Излив скопившуюся злобу против расхитителей, Убагявичюс смолк. Не зная, с чего начать внезапно прерванный разговор, молчал и Килбаускас. Солнце уже склонялось над лесом, воздух свежел, потянуло сыростью. Казис украдкой взглянул на сидящего рядом, заметно постаревшего свояка, на его седые волосы, и человек этот показался ему совсем незнакомым, странным, вовсе не похожим на того, с которым он встретился несколько лет тому назад.
Молчание тяготило их обоих, и поэтому Казис промолвил:
— Однако ты, Габрис, говоришь как прокурор. А слов всяких нахватался, и понять нельзя...
Кажись, того только и ждавший Убагявичюс немедленно отозвался:
— Слов, говоришь? Слова-то мои обыкновенные. Кто хочет — понимает.
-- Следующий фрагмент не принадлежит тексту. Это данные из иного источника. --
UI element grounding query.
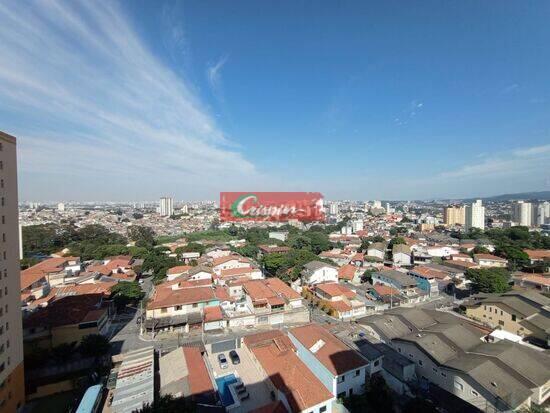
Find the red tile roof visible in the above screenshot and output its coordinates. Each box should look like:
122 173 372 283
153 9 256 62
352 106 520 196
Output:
290 323 368 376
166 265 193 275
338 264 357 281
21 257 80 290
182 347 214 398
203 305 223 323
245 331 334 412
523 250 550 260
315 283 357 298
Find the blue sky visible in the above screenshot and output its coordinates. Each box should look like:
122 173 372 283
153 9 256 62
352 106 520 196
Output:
0 0 550 201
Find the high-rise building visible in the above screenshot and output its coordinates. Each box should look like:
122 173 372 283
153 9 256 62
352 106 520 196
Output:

На курсах, видишь, учусь, овладеваю знаниями. А ты коня-то выгони из клевера. Не могу смотреть, как уничтожаешь кормовую базу. Хоть ты мне и свояк, но сознание этого не переносит, не могу!..
— Поимей сердце, ведь животное жрать хочет. Как-никак — тоже общественное...
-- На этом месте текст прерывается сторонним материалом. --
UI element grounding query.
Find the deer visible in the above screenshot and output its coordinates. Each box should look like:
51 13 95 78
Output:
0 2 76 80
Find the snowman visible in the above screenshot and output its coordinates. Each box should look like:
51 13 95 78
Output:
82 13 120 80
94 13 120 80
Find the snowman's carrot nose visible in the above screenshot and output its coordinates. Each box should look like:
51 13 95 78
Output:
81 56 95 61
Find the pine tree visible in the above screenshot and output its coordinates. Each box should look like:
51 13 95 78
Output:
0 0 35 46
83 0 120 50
— Не могу. Думай что хочешь, а не могу. Гони прочь, и конец разговору.
Килбаускас не двинулся с места, обдумывая: послушаться или нет, но внезапно поднявшийся Убагявичюс короткими, решительными шажками заковылял к коню и, нервным движением ухватив его за недоуздок, вывел на большак. Казис встал и выжидал, глядя, что же дальше сделает его свояк. Но тот, не говоря ни слова, молчком сунул изумленному Казису вожжи в руку.
— Прогоняешь? — горько усмехнулся Килбаускас.
— Нет. Теперь можем поговорить по-деловому. Как говорится: рад бы сердцем, да душа не велит. А я, знаешь, — человек строгий.
— Будь ты каким хочешь, но со своими так... не красиво...
— А разве я тебе, Казис, не говорил: выгони? Говорил. Не послушался ты. Теперь уж прости, приходится, как видишь, действовать с позиции силы... Садись, поболтаем чуток. Еще успеешь домой.
С уст Килбаускаса готово было сорваться злое слово, он уж хотел плюнуть свояку в бороду и отправиться своей дорогой, но любезный голос Габриса удержал его. Он стоял, теребя в руке вожжи, подавляя бушующую в нем злость, и думал. Наконец решил: останется, но не сядет.
И свояки еще битый час стояли и беседовали.
При расставании Убагявичюс долго сожалел о краешке потравленного клевера, осуждал свое мягкосердечие, убеждал Казиса глубоко подумать о причиненном ущербе, понять положение вещей и заплатить колхозу штраф. Упоминание об этом вновь разожгло злобу Килбаускаса, но когда Габрис, пригласив свояка к себе в гости, похвалился, что покажет ему новый дом, Казис гневаться перестал, и они пожали друг другу руки.